02 Measurement of angle

Measuring angles with a protractor: Learn how to use a protractor to measure angles and understand different ways to name angles. Types of angles based on magnitudes: Acute angles (0°-90°) and right angles (90°) are categorized based on their size.

Measuring angles with a protractor

We have discussed earlier the way we measure angles using degrees units and the use of protractors to measure them (like we would use a scale to measure the length of a line).

So what exactly is a protractor, and how do we use it?

A protractor is kind of like a scale (but it definitely does not look like one) that has numbers on it to show you how many degrees an angle is. It has small marlins like a scale does with degree markings using the 1° standard (the smallest measurement on the tool). Most protractors can measure up to 180 degrees because they are shaped like a half-circle. But, there are some protractors that can measure a full circle of 360 degrees. You can read the numbers on the protractor in both directions, either clockwise or anticlockwise.
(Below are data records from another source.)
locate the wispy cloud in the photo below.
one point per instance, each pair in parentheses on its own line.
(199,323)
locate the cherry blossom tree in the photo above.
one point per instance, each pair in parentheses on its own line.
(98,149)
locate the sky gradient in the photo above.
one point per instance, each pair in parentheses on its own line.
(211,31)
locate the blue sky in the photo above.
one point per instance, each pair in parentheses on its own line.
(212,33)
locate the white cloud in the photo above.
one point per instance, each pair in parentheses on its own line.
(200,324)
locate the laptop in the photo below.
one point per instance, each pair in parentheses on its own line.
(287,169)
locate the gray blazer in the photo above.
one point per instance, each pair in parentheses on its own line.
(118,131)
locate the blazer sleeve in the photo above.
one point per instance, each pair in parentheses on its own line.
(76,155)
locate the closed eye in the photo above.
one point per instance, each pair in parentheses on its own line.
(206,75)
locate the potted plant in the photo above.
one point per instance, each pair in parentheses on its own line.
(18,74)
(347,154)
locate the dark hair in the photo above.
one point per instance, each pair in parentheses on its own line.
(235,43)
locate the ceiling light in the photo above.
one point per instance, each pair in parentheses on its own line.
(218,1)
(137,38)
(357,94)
Let’s look at the angle given below.

We talked about how we can call an angle by different names, like ∠AOB or ∠BOA. If we say ∠AOB, it means the arm moves from A to B in a counterclockwise direction. Counterclockwise means the opposite way of a clock. If we say ∠BOA, it means the arm moves from B to A in a clockwise direction, which is the same as the direction of a clock. It doesn’t matter which way we name the angle, it still has the same value. That’s why the markings on a protractor go both ways. When we measure an angle, we need to put the center of the protractor (marked in red below) right at the point where the two lines meet.

If we have to measure ∠AOB, we rotate the protractor so that the horizontal lines coincides with OA.

This is our starting point, and is considered to be 0 degrees. To measure the gap from OA to OB, we have to go in the anticlockwise direction.

We have two different readings on the protractor, but we look at the lower reading in this case since we need to start with 0 degrees and the lower reading matches this. The measurement where OB coincides is at 30 degrees. If instead we had coincided OB with the zero-degree line, we would get the following:

Here, the angle is not overlapped by the protractor, so is measuring this way impossible? No! We would just have to rotate the protractor so the angle we want to measure is overlapped by the protractor.

In this case, when we move from arm OB to OA, we have to move in the clockwise direction and that is why we take the measurement readings given in that direction (which is the upper reading since that starts with 0 degrees in this case).

We see that when OB coincides with the 0° line, OA coincides with the 30° line. Turns out that the way we measure does not matter! Whether we start at OA or OB, we get 20 degrees. We start measuring from 0° and get 30° in both directions.

Types of angles based on magnitudes

As we have seen, we can have 360 different angles. Can you imagine learning about possibly every single one of them? A nightmare if you ask me. So instead, the different size of angles helps us categorize them into distinct categories based on their characteristics. We categorize angles based on the range of angles that they fall under.

  1. Acute angle: Angles between 0° and 90°
  1. Right angle: Exactly 90°

Instead of an arc, the right angle is shown with a small rectangle at the vertex.

  1. Obtuse angle: Angles between 90° and 180°
  1. Straight angle: Exactly 180°
  1. Reflex angle: Angles between 180° and 360°
  1. Full rotation/full circle angle: Exactly 360°

While it may look like 360° only has one arm, this is because the two arms overlap on top of each other.